2012-09-08 / News

Income tax increase for police on Nov. 6 ballot

By Scott Rawdon

BALTIMORE – Baltimore Police Chief Michael Tussey said a November income tax police levy would restore services to where they were before four village employees, including two officers, were laid off late last year.

He said the proposed tax is .75 percent and equals 1.5 cents for each $2 of income earned. “This increase does not apply to any pensions, Social Security or disability incomes,” he said. “In that way, senior citizens and fixed income residents will see no increase in what they pay.” Tussey said this also helps to reduce the amount needed from residents by applying the increase to anyone who works in the village regardless of where they live.

“This way of funding also is tied to the growth of the village,” said Tussey. “As more people move here or more businesses locate here, the amount generated would increase. If the village stays at its current level, then the amount collected would stay the same.”

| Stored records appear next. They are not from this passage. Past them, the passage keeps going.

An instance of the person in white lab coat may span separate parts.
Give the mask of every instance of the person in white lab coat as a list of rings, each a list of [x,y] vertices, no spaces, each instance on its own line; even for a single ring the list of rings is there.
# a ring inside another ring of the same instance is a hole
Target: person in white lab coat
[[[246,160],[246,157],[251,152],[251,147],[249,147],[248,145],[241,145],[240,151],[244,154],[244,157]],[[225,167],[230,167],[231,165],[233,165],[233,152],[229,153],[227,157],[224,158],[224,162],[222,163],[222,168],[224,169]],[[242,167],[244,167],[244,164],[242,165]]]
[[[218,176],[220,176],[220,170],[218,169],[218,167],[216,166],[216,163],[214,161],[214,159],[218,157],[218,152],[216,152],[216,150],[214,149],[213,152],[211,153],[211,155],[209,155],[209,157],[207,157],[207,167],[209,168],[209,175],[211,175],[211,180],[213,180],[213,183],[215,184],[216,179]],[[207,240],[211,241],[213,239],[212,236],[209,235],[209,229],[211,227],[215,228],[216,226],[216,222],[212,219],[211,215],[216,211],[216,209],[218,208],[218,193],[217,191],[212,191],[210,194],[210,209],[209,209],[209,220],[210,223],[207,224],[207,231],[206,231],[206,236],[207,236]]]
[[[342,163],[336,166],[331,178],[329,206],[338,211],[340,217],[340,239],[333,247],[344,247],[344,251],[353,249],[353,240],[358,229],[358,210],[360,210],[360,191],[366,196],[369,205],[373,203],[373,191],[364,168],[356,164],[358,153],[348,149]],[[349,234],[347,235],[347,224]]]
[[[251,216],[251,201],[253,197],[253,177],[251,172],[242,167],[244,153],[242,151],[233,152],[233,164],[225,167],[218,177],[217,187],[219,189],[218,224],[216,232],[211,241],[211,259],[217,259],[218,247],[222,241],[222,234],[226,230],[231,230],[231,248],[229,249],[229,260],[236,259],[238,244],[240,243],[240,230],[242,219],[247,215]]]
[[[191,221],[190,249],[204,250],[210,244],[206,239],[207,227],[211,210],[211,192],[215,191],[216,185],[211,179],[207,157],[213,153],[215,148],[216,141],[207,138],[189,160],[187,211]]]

Tussey said that should the levy pass, Baltimore would return to fulltime overnight patrol of the village and a general increase in patrol coverage at other times. “It also will reduce response time for calls for service,” he said. “Currently, due to a lack of officers, we have times that no one is on patrol in the village.”

Tussey said the village would also be able to return to many of the community services that residents have requested such as the senior citizen outreach program, school safety day, a new block watch program, and implementation of new safety programs. “I think that it is also important for people to know that the police department has nothing to do with the increases in water and wastewater bills,” he said. “We are funded from the general fund, whereas the water and wastewater is funded from a different revenue source.”

If the income tax fails, Tussey knows there will be cuts, but he’s not sure where yet. “We just don’t know,” he said. Tussey said he’s waiting to see how much the department receives, or no longer receives, through state revenue. He said he’ll have to find ways to make reductions while still maintaining minimum services. “We’re about on a shoe string as it is,” he said. “There’s not a whole lot left to cut from.”